|
Ekbis
Rencana Unbundling PLN Perlu Dikaji Ulang
03 November 2003
TEMPO Interaktif, Jakarta:Rencana untuk melakukan pemisahan badan usaha sesuai fungsi usaha (unbundling) PT PLN pada akhir 2006 mendatang untuk menciptakan kompetisi, perlu dikaji ulang. Sebab, kompetisi listrik mustahil dilakukan hingga 2010. Hal ini disampaikan Koordinator Working Group on Power Sector Restructuring, Fabby Tumiwa, saat konferensi pers di kantor INFID (International NGO Forum on Indonesian Development), Jakarta, Senin (3/11).
Sesuai UU No 20 tahun 2002 tentang ketenagalistrikan, pemerintah berencana menerapkan pasar kompetensi di tingkat pembangkit pada 2007. Untuk mencapai hal tersebut, Bank Dunia memasukkan syarat pemecahan atau unbundling PT PLN dalam perjanjian pinjaman. Bank Dunia mensyaratkan PLN untuk membentuk empat perusahaan pembangkit baru dari hasil pemisahan atau spin off dua anak perusahaan pembangkit listrik PLN yang ada saat ini serta pembentukan badan usaha transmisi dan distribusi pada akhir 2006.
Menurut Fabby, setelah unbundling kemungkinan terjadinya kompetisi.
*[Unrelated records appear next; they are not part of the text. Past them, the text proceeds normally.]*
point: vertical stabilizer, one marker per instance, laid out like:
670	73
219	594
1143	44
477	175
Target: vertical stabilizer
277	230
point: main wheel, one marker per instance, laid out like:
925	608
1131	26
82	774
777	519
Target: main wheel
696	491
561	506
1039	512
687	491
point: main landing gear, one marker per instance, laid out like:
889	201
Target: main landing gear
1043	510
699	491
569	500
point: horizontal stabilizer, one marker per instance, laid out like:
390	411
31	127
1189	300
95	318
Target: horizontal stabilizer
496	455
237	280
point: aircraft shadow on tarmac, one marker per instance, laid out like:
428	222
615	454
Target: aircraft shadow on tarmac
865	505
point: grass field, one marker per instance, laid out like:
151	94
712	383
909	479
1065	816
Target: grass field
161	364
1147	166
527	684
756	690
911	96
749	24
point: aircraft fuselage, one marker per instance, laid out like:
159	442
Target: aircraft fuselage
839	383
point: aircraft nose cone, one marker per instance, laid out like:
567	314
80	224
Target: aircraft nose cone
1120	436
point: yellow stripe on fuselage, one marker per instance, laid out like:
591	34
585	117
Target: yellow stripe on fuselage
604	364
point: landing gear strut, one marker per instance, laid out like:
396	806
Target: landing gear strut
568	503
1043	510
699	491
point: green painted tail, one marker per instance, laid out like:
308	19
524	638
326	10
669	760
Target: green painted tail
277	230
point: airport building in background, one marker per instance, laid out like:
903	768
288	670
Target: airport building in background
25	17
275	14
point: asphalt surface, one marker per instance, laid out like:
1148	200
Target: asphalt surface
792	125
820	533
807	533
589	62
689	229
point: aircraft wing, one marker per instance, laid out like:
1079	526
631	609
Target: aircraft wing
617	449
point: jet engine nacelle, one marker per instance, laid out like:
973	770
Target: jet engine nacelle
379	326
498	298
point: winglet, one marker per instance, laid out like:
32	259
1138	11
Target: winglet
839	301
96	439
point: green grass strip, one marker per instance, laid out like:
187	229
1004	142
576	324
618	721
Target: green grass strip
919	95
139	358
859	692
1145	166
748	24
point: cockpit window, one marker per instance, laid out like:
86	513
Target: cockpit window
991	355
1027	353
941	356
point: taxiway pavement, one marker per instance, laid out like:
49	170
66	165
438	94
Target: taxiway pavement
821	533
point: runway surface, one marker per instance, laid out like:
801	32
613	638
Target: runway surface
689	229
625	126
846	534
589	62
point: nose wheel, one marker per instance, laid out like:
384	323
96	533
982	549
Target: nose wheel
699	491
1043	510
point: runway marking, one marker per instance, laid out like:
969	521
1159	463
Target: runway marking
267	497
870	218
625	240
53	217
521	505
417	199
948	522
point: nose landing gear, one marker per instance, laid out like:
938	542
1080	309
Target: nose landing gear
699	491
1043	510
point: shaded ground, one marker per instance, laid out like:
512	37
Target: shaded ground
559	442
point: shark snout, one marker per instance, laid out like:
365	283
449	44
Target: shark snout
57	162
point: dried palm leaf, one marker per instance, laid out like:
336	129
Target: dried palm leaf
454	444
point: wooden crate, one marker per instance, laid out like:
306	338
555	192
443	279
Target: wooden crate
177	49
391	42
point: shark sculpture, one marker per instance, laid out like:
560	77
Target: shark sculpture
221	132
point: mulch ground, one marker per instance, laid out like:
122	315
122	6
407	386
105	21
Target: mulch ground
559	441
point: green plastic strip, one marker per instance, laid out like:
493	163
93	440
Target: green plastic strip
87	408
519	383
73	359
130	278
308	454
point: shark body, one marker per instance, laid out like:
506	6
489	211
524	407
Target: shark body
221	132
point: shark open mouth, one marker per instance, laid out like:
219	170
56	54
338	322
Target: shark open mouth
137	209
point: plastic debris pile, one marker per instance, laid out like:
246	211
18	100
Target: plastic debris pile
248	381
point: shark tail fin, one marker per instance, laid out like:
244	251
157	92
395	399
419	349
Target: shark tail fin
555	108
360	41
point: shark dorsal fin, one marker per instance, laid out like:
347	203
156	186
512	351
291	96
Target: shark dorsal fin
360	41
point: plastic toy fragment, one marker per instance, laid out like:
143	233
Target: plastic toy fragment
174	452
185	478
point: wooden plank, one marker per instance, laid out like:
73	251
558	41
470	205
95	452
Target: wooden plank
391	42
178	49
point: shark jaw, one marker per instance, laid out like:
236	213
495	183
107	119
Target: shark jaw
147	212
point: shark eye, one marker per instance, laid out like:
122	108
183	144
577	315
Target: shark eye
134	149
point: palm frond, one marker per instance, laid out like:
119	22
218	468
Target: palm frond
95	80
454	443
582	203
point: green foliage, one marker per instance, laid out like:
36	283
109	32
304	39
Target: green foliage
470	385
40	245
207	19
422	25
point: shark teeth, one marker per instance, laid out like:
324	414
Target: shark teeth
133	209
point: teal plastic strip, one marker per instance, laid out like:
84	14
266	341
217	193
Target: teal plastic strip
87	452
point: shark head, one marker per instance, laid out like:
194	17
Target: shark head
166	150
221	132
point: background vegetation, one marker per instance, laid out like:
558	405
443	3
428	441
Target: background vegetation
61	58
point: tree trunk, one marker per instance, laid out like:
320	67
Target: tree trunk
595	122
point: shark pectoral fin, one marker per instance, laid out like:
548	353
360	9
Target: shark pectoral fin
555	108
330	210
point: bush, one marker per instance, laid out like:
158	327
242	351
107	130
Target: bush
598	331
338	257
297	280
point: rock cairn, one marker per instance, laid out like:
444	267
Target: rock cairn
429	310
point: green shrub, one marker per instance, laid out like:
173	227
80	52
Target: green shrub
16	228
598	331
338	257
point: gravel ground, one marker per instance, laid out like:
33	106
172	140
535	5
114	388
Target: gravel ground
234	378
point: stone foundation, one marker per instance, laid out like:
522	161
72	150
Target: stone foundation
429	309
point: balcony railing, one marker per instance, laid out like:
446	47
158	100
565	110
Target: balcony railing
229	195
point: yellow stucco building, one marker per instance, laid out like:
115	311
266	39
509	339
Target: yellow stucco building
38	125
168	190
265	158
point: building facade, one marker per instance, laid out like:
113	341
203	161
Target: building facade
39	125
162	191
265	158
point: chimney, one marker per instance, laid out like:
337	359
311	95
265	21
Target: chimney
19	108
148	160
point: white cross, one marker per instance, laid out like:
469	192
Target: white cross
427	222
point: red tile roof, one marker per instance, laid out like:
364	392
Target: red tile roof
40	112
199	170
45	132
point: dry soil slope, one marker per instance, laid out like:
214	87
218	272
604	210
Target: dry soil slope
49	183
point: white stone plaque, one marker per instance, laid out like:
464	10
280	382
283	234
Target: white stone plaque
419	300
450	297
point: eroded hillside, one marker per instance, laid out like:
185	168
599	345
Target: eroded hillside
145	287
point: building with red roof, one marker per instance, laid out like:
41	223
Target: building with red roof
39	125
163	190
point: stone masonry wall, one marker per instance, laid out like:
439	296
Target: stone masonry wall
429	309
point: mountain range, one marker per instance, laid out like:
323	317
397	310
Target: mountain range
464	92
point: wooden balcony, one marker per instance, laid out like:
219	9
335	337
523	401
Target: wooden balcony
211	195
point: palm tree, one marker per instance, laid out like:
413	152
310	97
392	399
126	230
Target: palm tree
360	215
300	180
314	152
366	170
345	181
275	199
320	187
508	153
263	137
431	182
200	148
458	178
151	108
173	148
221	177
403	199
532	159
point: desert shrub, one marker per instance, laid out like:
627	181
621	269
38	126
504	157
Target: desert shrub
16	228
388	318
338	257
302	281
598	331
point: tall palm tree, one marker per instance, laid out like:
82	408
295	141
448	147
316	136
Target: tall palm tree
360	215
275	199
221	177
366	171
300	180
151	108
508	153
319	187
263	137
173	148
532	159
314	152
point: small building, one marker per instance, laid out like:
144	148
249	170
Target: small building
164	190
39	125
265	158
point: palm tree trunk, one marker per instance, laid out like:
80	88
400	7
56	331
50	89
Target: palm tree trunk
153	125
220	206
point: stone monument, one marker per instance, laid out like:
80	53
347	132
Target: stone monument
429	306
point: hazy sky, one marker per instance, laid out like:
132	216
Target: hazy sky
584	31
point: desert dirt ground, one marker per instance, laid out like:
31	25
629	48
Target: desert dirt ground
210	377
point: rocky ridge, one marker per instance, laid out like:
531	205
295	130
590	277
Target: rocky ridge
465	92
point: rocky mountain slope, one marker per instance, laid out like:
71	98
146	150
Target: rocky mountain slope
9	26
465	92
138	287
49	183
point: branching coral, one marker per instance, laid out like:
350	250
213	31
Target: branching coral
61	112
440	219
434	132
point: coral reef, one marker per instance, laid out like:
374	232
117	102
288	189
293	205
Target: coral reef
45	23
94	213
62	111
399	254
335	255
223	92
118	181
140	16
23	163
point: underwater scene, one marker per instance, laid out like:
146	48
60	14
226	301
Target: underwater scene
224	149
Tapi, jika dipaksakan, yang muncul adalah kompetisi semu. “Kalau kompetisi semu terjadi, dampaknya bisa mendorong harga listrik lebih mahal dan tidak ada jaminan pasokan energi,” kata Fabby.
Dari hasil analisanya, beban dasar listrik pada tahun 2007 antara 12 ribu hingga 14 ribu mw, dengan kapasitas terpasang 22 ribu mw. Kapasitas mampu berkisar 19 ribu mw-20 ribu mw dengan beban puncak 18 ribu mw. Dari hasil tersebut, risk margin-nya terlalu kecil untuk kompetisi yang efektif.
Dia juga menanggapi pernyataan Direktur Utama PT PLN yang menganggap wajar persyaratan yang diajukan Bank Dunia atas pinjaman sebesar US$ 141 juta. Menurut Fabby, dari segi utang memang kecil. Namun jika terjadi proses pemisahan usaha pada 2006, potensi pajak yang harus dibayarkan PT PLN ke pemerintah sekitar Rp 6 triliun. “Bagaimana tidak merugikan, jumlah pinjaman hanya sekitar Rp 1,2 triliun tapi potensi pajak yang harus dibayar sebesar Rp 6 triliun,” katanya.
Sekertaris Eksekutif INFID, Binny Buchori, menilai tindakan Bank Dunia memberikan persyaratan pinjaman yang ketat merupakan bentuk intervensi lembaga ini dalam menentukan kebijakan ekonomi di Indonesia. Menurutnya, Bank Dunia mempunyai kepentingan ingin memasukkan perusahaan-perusahaan asing untuk menguasai sektor listrik.